The pecans are a true hickory, and it is often difficult to tell the difference without leaves and fruit. I'd say @Mr. Peet is your best chance to get it ID'd.

I'll move this to the ID forum for a better shot at getting help.


----------



## Tclem (Jun 16, 2015)

Kevin said:


> The pecans are a true hickory, and it is often difficult to tell the difference without leaves and fruit. I'd say @Mr. Peet is your best chance to get it ID'd.
> 
> I'll move this to the ID forum for a better shot at getting help.

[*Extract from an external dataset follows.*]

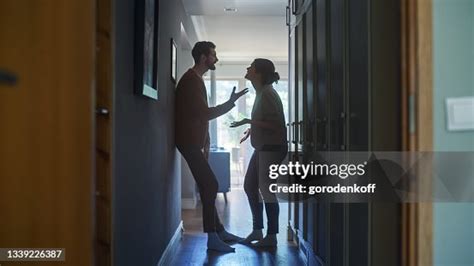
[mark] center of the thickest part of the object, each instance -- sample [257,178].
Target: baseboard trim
[188,203]
[172,247]
[305,249]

Thanks I didn't realize how I got it to that forum


----------



## Mr. Peet (Jun 16, 2015)

It looks to be Pecan. I think Kevin may have typed too fast. The "True" hickories are strongly ring-porous while the "Pecan" hickories are more often semi-ring-porous. So, when I said "Pecan" I referred to the pecan group, not the true hickories.

After a long wait and some superb "Hindsian" end grain sanding, we will all likely be able to place it in one group or the other. As for specific species, not a chance unless your cousin is a dendrologists that likes teasing and will fess up later...


----------



## Tclem (Jun 16, 2015)



Reactions: EyeCandy! 5


----------



## Kevin (Jun 17, 2015)

Yes I put my fingers in gear before my brain. Many woodworkers don't know that pecan is hickory ( in the hickory genus _carya _just different species) that was my only point. Lumber suppliers will often sell hickory as pecan and 99% of the buyers can't tell the difference unless they take a loupe and know what to look for. Pecan is to hickory what persimmon is to ebony. Pecan is a type (species) of hickory i.e. _carya ovata_ and persimmon i.e. _diospyros texana_ is a type (species) of ebony. 

So if someone says _"pecan wood is hickory wood"_ they are not wrong. They are just not being specific enough to ID the species but naming only the genus. I'm sure this is all open to be ripped to shreds but it is my understanding of the matter.


----------



## barry richardson (Jun 17, 2015)

Yup, looks like Pecan Hickory to me......

Reactions: Agree 1 | Funny 1


----------



## Mr. Peet (Jun 17, 2015)

Kevin, If I upset you, sorry. If your busting my gulls, ok. Brue Hoadley's book basically puts most northern hickories (above I 70) in the true hickory group and several of the southern species in the "Pecan" group. Yep, all hickories to me. _Carya aquatic, cordiformis_ and _palmeri _are in the sub-section Apocarya, also know as the "pecan group", along with_ C. illinoinensis_.

None of this really matters at present, the burl score is what counts. Hope you get some nice product from those blanks Tony.


----------



## Tclem (Jun 19, 2015)

@Kevin this was all I was able to get but it was 100000% a pecan tree


----------